The initial submission got junked so I resubmitted:

http://www.reddit.com/r/programming/comments/knn5p/thoughts_on_immutability_in_d/

A logical const can coexist beside the other two (three) kinds of const of D. For 
simplicity I use the "lconst" keyword.

lconst works similar to the C++ const, and it gives not troubles, because it is 
orthogonal to the other true consts. You are allowed to safely cast away lconst and then 
change the variable contents. But if you change it without casting away lconst, the 
compiler complains statically. Is it better to design lconst too transitive? Maybe lconst 
is also a "head const" just like C++. This is probably handy enough. So with a 
lconst array you are allowed to change its contents, but not reassign it or change its 
length. A lconst doesn't implicitly cast to immutable.

So I think this is well doable. And probably it is useful too. But having four 
kinds of const in D is a lot of stuff. Maybe it is too much complex.

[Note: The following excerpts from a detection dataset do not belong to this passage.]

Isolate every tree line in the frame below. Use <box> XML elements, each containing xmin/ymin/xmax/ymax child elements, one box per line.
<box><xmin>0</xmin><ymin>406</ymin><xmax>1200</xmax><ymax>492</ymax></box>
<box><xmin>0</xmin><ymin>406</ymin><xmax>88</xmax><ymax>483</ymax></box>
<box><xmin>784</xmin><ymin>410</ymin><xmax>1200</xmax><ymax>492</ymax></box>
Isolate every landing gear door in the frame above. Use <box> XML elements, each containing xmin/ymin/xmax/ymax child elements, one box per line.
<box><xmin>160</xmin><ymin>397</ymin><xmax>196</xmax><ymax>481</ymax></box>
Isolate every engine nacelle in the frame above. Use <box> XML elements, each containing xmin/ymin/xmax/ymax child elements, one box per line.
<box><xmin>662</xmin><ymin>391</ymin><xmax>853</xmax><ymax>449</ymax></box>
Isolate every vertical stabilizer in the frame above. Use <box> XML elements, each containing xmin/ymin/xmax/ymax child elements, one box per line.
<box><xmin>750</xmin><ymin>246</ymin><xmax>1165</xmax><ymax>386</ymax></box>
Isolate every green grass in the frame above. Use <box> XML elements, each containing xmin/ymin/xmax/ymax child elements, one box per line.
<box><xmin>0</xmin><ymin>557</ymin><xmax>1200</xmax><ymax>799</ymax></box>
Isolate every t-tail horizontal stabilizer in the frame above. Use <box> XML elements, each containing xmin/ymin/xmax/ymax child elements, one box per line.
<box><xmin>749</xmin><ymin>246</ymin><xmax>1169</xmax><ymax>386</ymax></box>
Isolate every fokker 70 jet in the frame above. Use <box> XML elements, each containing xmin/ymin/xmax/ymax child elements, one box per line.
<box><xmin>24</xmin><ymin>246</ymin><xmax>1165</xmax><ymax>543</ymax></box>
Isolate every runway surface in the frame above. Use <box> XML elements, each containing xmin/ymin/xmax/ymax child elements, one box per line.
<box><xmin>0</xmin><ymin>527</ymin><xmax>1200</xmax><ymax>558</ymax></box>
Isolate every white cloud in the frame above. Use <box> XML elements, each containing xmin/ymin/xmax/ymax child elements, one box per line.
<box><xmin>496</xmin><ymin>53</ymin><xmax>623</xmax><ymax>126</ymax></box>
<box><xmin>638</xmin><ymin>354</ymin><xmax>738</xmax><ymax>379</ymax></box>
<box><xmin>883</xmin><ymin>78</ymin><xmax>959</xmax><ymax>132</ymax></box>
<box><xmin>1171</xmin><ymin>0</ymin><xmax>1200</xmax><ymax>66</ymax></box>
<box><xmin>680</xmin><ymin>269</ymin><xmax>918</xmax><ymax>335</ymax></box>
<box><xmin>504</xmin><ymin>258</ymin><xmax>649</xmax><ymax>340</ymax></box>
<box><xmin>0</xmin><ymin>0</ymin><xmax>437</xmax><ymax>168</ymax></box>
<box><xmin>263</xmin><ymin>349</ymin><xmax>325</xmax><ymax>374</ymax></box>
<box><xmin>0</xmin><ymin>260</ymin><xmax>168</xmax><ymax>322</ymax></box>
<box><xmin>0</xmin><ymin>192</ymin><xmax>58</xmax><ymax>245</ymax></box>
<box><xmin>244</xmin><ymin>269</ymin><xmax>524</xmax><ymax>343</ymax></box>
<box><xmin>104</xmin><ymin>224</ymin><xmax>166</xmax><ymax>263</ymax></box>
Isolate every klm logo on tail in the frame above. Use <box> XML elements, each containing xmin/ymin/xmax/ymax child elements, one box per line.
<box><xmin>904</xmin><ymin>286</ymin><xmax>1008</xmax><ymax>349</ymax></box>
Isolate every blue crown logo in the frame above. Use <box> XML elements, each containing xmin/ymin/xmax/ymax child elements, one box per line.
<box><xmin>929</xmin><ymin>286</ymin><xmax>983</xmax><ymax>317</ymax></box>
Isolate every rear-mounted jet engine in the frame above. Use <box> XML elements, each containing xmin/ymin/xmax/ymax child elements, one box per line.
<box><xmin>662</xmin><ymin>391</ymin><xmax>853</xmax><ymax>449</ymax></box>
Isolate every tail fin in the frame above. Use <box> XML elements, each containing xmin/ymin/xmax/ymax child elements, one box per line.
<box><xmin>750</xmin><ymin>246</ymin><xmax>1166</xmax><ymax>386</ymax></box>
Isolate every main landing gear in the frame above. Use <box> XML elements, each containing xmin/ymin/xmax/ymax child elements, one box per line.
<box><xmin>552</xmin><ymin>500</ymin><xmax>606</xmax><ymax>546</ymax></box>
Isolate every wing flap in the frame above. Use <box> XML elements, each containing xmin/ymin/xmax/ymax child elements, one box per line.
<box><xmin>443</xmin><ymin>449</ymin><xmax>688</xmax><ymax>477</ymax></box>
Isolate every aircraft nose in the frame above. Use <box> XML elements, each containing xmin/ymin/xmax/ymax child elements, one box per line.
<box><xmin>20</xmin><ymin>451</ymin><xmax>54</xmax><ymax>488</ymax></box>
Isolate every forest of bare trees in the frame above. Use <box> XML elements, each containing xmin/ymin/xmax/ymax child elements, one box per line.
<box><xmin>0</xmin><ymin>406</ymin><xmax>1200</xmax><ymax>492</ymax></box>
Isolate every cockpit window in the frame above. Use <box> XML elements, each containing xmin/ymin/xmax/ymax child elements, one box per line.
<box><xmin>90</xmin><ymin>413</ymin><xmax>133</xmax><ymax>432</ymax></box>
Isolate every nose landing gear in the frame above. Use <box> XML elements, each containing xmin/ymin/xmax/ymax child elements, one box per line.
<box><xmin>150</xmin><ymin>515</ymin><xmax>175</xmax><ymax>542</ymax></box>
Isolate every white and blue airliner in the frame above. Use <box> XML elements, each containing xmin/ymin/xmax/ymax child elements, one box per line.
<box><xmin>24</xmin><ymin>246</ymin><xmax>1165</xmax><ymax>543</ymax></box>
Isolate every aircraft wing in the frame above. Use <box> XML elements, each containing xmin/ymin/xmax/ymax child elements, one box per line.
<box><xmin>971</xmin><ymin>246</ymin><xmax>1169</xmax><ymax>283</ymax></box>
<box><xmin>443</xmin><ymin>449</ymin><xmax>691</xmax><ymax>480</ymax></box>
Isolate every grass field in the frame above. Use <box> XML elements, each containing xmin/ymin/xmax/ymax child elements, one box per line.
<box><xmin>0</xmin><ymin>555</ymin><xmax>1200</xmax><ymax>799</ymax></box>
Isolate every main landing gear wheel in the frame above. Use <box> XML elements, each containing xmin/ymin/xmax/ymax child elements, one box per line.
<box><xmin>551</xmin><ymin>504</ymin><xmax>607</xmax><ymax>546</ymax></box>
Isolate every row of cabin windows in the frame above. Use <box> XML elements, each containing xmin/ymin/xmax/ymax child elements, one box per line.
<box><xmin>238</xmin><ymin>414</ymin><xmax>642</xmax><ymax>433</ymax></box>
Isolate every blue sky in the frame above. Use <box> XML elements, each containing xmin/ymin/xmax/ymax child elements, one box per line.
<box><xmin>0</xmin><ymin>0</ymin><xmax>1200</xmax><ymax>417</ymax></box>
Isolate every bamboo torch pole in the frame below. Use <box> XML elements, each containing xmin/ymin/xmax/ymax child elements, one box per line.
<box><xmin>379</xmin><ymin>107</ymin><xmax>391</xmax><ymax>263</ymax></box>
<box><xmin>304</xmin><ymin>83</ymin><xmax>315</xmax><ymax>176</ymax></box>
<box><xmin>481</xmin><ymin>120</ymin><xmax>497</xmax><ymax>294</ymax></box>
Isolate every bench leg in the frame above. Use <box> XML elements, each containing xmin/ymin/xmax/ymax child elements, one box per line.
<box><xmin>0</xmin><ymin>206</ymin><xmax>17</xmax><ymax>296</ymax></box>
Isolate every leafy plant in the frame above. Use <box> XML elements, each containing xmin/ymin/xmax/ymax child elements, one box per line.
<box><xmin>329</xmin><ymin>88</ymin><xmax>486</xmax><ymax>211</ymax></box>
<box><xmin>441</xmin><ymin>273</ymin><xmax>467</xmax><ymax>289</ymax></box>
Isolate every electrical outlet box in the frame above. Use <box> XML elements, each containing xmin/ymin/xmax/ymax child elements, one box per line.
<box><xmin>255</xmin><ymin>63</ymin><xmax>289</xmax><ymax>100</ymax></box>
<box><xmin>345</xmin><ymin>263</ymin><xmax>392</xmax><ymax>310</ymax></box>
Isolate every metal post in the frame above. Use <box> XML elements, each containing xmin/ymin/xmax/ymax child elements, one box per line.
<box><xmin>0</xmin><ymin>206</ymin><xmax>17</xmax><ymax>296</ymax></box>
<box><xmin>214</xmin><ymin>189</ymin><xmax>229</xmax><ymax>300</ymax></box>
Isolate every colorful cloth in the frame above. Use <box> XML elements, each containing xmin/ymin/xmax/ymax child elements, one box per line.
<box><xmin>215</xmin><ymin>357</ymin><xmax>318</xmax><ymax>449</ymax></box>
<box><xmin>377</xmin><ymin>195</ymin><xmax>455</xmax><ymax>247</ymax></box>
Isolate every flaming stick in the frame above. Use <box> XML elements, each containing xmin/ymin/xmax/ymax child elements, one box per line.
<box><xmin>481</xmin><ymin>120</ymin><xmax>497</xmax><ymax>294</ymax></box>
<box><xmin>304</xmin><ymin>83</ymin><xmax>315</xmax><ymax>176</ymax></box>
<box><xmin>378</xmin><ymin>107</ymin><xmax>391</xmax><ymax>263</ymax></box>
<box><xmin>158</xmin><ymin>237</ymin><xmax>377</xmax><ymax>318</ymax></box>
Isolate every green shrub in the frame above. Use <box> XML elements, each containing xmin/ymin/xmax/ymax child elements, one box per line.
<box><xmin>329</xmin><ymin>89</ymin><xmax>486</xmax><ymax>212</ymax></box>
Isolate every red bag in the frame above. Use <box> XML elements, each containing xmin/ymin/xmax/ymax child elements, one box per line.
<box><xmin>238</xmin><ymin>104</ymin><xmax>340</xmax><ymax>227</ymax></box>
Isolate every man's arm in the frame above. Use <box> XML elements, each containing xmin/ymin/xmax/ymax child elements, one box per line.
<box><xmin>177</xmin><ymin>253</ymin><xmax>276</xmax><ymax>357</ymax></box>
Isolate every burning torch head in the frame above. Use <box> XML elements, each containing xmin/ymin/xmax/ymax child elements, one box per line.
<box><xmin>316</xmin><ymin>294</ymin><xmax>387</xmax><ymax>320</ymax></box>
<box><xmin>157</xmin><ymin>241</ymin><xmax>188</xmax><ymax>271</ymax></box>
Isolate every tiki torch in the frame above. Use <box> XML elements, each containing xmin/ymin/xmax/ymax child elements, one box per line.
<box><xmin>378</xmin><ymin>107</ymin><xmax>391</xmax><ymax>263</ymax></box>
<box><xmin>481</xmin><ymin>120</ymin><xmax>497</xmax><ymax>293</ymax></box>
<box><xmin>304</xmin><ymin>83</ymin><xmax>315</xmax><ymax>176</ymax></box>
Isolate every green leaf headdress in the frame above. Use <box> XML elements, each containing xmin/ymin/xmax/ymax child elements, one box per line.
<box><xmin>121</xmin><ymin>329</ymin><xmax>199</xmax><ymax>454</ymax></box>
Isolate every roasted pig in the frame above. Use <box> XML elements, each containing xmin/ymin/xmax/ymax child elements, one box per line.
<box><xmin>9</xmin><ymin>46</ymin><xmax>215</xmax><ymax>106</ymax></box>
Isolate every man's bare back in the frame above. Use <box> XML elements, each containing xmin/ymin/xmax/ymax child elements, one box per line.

An alternative solution to face some of the needs of lconst is to define a "trusted 
pure" that allows to create a pure memoization (a pure memoize).

As much as I would like logical const, I think adding it would be a mistake. Every feature, no matter how simple, adds complexity to the language: it has to be implemented, maintained, understood by tools, taught, documented... Also, if you keep adding more and more qualifiers and attributes then eventually you spend more time describing the characteristics of your program rather than the program itself.

You're right. Logical const is only a convention, since it cannot be enforced 
by the compiler.

Even if it can't be enforced in 100% of the cases, I think it's still useful. 
So you need to look at the situation from a bit wider point of view.

Yes, it is still useful, even if not to the compiler. It's like documentation that the compiler can semi-enforce.